A new online service will enable small and mid-sized engineering
firms to create digital simulations of their factories. It aims to
help companies identify production bottlenecks and win new business
from larger firms.
This is the thinking behind
Dassault Systemes
Delmia's (DSD) decision to make its V6
product lifecycle management software available both as a
standalone product and a service.
V6 allows firms to build a detailed digital model of their
factory. It captures machine and human activities and operating
parameters as well as work and materials flows, and builds an
animated simulation of a production line. Planners can zoom into
any aspect of the line to check tolerances and try
alternatives.
DSD's vice-president for R&D, Pascal Lecland, told Computer
Weekly large firms such as global auto and aircraft makers, the
company's traditional customers, would use V6 to simulate the
entire behaviour of their factories down to machine tool level.
Competitive pressures were making it important for the
assemblers to know what their suppliers' factories were capable of
making. Both sides could use V6 to colloborate to optimise factory
performance and to develop new products, he said.
Lecland said Dassault was very concerned to ensure that data
flows in V6 were secure.
"We are dealing with customers' intellectual property," he said.
"If we are going to offer V6 on a software as a service basis, we
have to address the security issue for customers."
V6 ties in with Dassault's
Catia computer aided design software and ERP packages such as
SAP, allowing companies to develop new products and the processes
to make them, simultaneously. This can cut months or years off the
time needed to bring a new product to market, Lecland said.

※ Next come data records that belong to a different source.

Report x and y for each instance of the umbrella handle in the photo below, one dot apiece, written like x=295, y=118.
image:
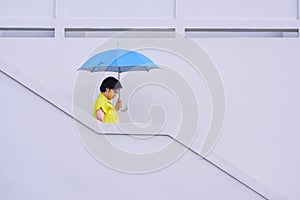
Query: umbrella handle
x=123, y=109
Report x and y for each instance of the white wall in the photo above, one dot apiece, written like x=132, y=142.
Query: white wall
x=41, y=154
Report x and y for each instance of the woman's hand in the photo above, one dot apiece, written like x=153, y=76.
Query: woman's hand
x=118, y=104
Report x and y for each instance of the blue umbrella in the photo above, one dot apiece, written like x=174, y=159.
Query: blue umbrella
x=118, y=60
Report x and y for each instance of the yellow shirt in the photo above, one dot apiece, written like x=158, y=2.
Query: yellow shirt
x=110, y=113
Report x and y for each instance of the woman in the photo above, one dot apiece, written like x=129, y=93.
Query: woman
x=104, y=111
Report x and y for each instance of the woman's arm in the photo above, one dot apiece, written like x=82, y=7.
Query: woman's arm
x=100, y=115
x=118, y=104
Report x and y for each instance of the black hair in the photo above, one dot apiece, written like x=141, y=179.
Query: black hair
x=110, y=83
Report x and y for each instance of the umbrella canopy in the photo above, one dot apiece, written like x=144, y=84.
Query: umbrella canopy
x=118, y=60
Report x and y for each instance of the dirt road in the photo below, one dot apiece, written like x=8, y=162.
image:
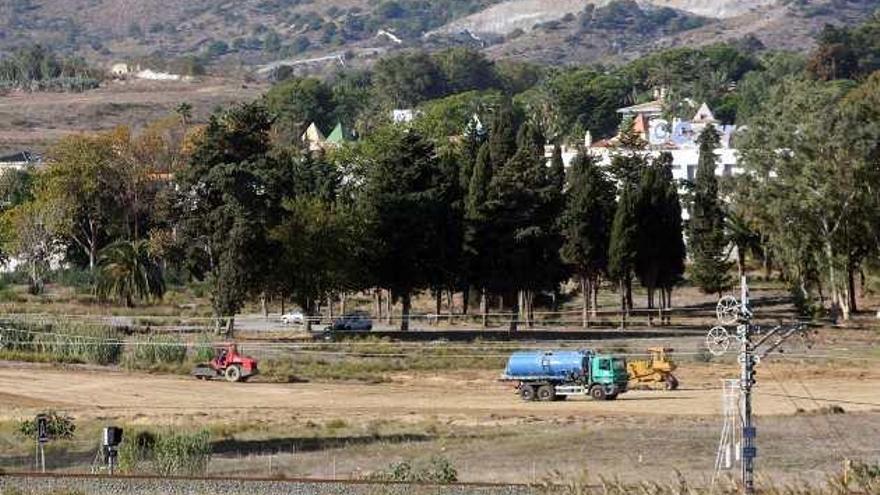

He added that the firm is working to develop a real time
feedback loop so manufacturing information from the factory floor
goes to the engineering and design departments for rapid changes to
improve the product's manufacturability.
"Our goal is 'right first time'," Lecland said, "but we realise
that no digital model will reflect shop floor reality from the
start. We believe simulation in a digital factory will reduce
drastically the number of trial production runs required to build
to high quality.
"This will get the product to market quicker and cheaper and let
the manufacturer introduce more variations faster."